Additionally, Abbott is requesting that the Department of Education waive federal testing requirements for the 2019-2020 school year.
Abbott said he is working closely with the Texas Education Agency to ensure schools continue to deliver instruction to students while students are absent or while schools are closed due to COVID-19.
This includes tailoring instruction for students with special needs so they have access to the same education as other students in the district. Abbott will continue to work with the Texas Education Agency on developing additional methods to ensure students are learning and ready to succeed at the next grade-level. These discussions are ongoing and more information will be provided as it develops.
“Your health and safety are top priorities, and the state of Texas will give school districts flexibility to protect and ensure the health of students, faculty, and their families,” Abbott said. “We will empower schools to make the best decisions to protect their communities from COVID-19.”
In normal times, Texas’ assessment system provides educators and parents with reliable information on whether or not their students have mastered grade-level content. Abbott says he remains committed to ensuring parents, students and school districts have access to this information in future years.
The governor asked superintendents to continue to prioritize the health and safety of students, faculty, and their families.
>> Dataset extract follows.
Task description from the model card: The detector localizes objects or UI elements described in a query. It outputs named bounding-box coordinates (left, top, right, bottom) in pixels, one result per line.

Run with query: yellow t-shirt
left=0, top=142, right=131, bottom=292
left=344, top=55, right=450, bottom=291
The State of Texas Assessments of Academic Readiness, also known as STAAR, is the state-mandated test given annually to students from elementary through high school. Several state lawmakers and education groups had urged Abbott to cancel this year’s tests.
For most people, the new coronavirus causes only mild or moderate symptoms, such as fever and cough. For some, especially older adults and people with existing health problems, it can cause more severe illness, including pneumonia.
The vast majority of people recover from the new virus. According to the World Health Organization, people with mild illness recover in about two weeks, while those with more severe illness may take three to six weeks to recover.